= Roger North (governor) =

Roger North (1585? – 1652?) was an English colonial projector.

==Life==
Born about 1585, he was grandson of Roger North, 2nd Baron North, and third child of Sir John North.

===Raleigh expedition===
North was one of the captains who sailed with Sir Walter Raleigh in his final voyage to Guiana in 1617; he was connected through his sister-in-law Frances, lady North with the originator of the expedition, Captain Lawrence Kemys.

North's ensign, John Howard, died on 6 October after leaving the island of Bravo, as fever ravaged the fleet. On 17 November 1617 the adventurers came in sight of the coast of Guiana, and cast anchor off Cayenne. Raleigh, who was disabled by fever, ordered five small ships to sail into the River Orinoco, led by Kemys and carrying five companies of fifty. Of one company North was in command. After a difficult passage up the river the explorers disembarked, and bivouacked on the left bank, not knowing they were near San Tomé, founded by the Spanish, who made a sudden attack. The English force pursued the enemy into the town, and burnt it.
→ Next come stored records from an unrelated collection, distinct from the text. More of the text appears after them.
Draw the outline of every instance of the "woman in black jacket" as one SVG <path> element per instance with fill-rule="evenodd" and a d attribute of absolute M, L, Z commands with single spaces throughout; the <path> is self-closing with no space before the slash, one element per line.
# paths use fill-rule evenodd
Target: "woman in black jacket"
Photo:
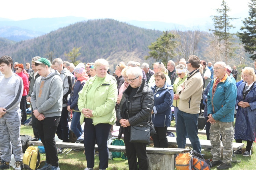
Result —
<path fill-rule="evenodd" d="M 142 72 L 139 67 L 129 68 L 126 74 L 130 85 L 124 92 L 116 113 L 117 122 L 121 126 L 118 138 L 124 133 L 129 169 L 137 169 L 137 157 L 139 169 L 147 169 L 146 144 L 130 142 L 130 126 L 150 121 L 154 95 L 145 80 L 142 80 Z"/>

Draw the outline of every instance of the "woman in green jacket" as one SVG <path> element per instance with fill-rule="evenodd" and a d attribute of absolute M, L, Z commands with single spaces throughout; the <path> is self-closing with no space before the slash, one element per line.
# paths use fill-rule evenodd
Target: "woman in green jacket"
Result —
<path fill-rule="evenodd" d="M 98 59 L 94 67 L 96 76 L 88 79 L 79 92 L 77 103 L 82 113 L 80 123 L 85 122 L 86 169 L 93 169 L 96 140 L 99 154 L 99 169 L 105 169 L 108 164 L 108 137 L 111 125 L 116 121 L 115 106 L 117 88 L 115 79 L 107 73 L 109 63 L 106 61 Z"/>
<path fill-rule="evenodd" d="M 174 108 L 174 116 L 175 117 L 175 122 L 177 124 L 177 113 L 179 110 L 179 102 L 180 99 L 179 98 L 179 95 L 175 95 L 177 88 L 181 84 L 183 83 L 186 79 L 187 77 L 187 70 L 186 69 L 185 66 L 183 64 L 179 64 L 176 67 L 176 74 L 178 75 L 178 77 L 176 78 L 175 81 L 173 83 L 173 93 L 174 96 L 173 98 L 173 102 L 172 103 L 172 106 Z"/>

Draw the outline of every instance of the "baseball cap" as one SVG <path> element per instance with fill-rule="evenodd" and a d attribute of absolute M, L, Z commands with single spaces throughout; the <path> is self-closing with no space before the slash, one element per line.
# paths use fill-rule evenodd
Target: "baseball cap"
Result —
<path fill-rule="evenodd" d="M 36 63 L 38 64 L 44 64 L 46 66 L 48 66 L 49 68 L 50 68 L 51 67 L 51 62 L 50 61 L 45 58 L 40 58 L 36 61 L 32 61 L 32 62 Z"/>

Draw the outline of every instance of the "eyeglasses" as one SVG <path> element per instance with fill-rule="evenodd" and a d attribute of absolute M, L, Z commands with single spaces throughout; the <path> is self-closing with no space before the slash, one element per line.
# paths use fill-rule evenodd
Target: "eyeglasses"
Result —
<path fill-rule="evenodd" d="M 216 68 L 213 68 L 213 70 L 218 70 L 221 68 L 224 68 L 224 67 L 216 67 Z"/>
<path fill-rule="evenodd" d="M 127 81 L 128 82 L 130 82 L 130 81 L 131 81 L 131 82 L 133 82 L 134 81 L 134 80 L 135 80 L 136 79 L 137 79 L 138 77 L 137 77 L 137 78 L 133 79 L 127 79 Z"/>
<path fill-rule="evenodd" d="M 244 89 L 243 90 L 243 93 L 245 93 L 246 91 L 247 91 L 247 89 L 248 89 L 248 87 L 249 86 L 246 86 L 245 87 L 244 87 Z"/>

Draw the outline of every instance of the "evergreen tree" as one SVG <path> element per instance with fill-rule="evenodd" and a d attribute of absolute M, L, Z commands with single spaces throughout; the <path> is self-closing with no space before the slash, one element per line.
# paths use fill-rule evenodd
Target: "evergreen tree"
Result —
<path fill-rule="evenodd" d="M 238 36 L 243 45 L 245 51 L 252 54 L 250 57 L 256 59 L 256 0 L 251 0 L 248 6 L 249 16 L 242 21 L 244 25 L 240 30 L 242 32 L 238 33 Z"/>
<path fill-rule="evenodd" d="M 216 44 L 219 47 L 216 48 L 221 49 L 221 46 L 224 46 L 223 52 L 220 52 L 218 53 L 224 53 L 225 61 L 227 63 L 228 58 L 232 55 L 234 50 L 231 47 L 233 43 L 231 41 L 233 34 L 229 32 L 229 31 L 234 27 L 230 24 L 229 21 L 236 18 L 230 18 L 228 15 L 228 13 L 231 10 L 224 0 L 222 1 L 221 6 L 222 8 L 215 10 L 218 15 L 211 16 L 213 17 L 215 29 L 210 30 L 213 32 L 219 42 Z"/>
<path fill-rule="evenodd" d="M 149 55 L 145 56 L 145 58 L 153 57 L 166 65 L 168 61 L 175 55 L 175 51 L 177 45 L 174 40 L 175 37 L 174 34 L 168 33 L 167 31 L 163 31 L 163 33 L 156 41 L 148 46 L 151 51 L 148 52 Z"/>
<path fill-rule="evenodd" d="M 68 54 L 65 53 L 64 54 L 65 56 L 68 57 L 69 60 L 71 61 L 75 66 L 76 66 L 81 62 L 80 60 L 76 61 L 77 57 L 81 55 L 81 53 L 79 53 L 79 50 L 81 48 L 81 47 L 76 48 L 74 47 L 72 51 L 70 51 Z"/>

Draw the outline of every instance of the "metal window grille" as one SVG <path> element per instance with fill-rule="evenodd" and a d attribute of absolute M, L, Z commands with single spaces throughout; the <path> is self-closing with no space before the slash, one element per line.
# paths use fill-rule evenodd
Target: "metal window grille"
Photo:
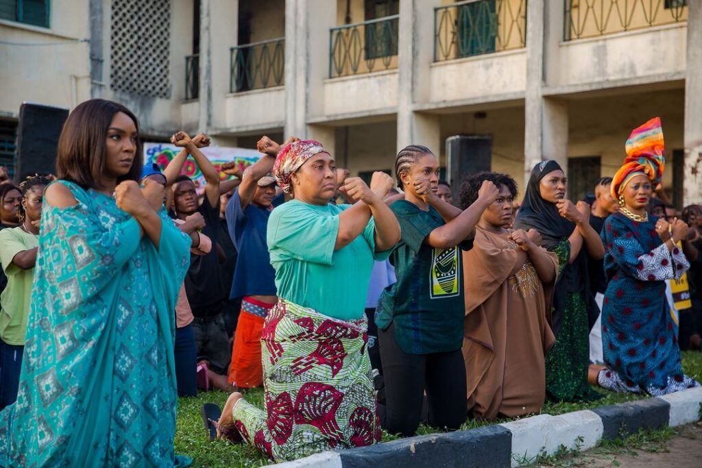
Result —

Kemys returned to the fleet, now at anchor off Punto de Gallo; the expedition, with supplies for one month, had been away for two. North's soldiers and sailors were now in a state of mutiny. Raleigh's ships weighed slipped away, with three only remaining to escort Raleigh's ship, the Destiny, on her voyage home. North was on board one of the two vessels sent on to Plymouth with despatches, with the task of reporting to the king on 23 May 1618.

===Second expedition===

North in 1619 petitioned for letters patent authorising him to establish the king's right to the coast and country adjoining the River Amazon; to found a plantation or settlement there, and to open a direct trade with the natives. The project was opposed by the Spanish diplomat Gondomar, who seems to have secured the support of Lord Digby; Roger's brother Dudley North, 3rd Baron North attacked Digby when he argued against the expedition. King James, however, provisionally granted the required letters patent under the great seal, and nominated North governor of the proposed settlement. The Earl of Arundel and Earl of Warwick, Lord North, and other noblemen were among the adventurers.

Gondomar's agents had obtained a command from the king that the voyage should be delayed until further orders; and when Gondomar himself arrived, he tried to block it. North's petition for leave to start obtained no answer. He did receive through the Duke of Lennox a message of encouragement from the king, and made his preparations. He sailed out of Plymouth Sound early in May 1620, having obtained a passport from the Duke of Buckingham, the Lord High Admiral. A proclamation was issued (15 May), accusing North of disloyalty, and Lord North was imprisoned on a charge of connivance at the offence. To Gondomar, King James blamed Buckingham. Buckingham was then called into the room, and when asked by the king why he had sold a passport to North without the king's knowledge, replied, "Because you never give me any money yourself".

Meanwhile, North fell in with a Dutch vessel, heard of the proclamation against him, and returned of his own accord. By this time his ship was laden with seven thousand pounds of tobacco. The ship and cargo were seized at the instance of Gondomar, and North himself committed to the Tower of London (6 January 1621). By the intervention of Buckingham, North was released (18 July 1621) on the same evening as Henry Percy, 9th Earl of Northumberland. Once at liberty, he made good his claim to the restitution of his ship and cargo, and his tobacco was returned to him.

===Third expedition===
North next obtained (2 June 1627), with Robert Harcourt, letters patent under the great seal from Charles I, authorising them to form a company for "the Plantation of Guiana", North being named as deputy governor of the settlement. Short of funds, this expedition was fitted out, a plantation established in 1627, and trade opened by North's endeavours.

===Later life===
In 1632 North was in England, for a chancery suit, into which he had been drawn as administrator to his brother-in-law, Sir Francis Coningsby, of North Mimms in Hertfordshire, and as executor to Mary, Lady Coningsby, his widow. In this suit the manors of North Mimms and Woodhall, as well as other lands, were involved. In 1634 North petitioned the king for a speedy settlement of these proceedings, which had then lasted for 17 years.

The plantation was left without government, the French and Dutch were gaining ground upon it, and their trade supplanting that of the English. In July 1636 Sir John North wrote that he wished his brother Roger could be captain of one of the king's ships.

During this time Roger was often at Kirtling, the home of Dudley North, 3rd Baron North, with his brothers. In 1652 he was ill at his own house in Princes Street, Bloomsbury. He died late in 1652, or early in 1653, leaving to his brother and executor Gilbert lands in the Fens, and all his property, apart from some minor legacies to relatives.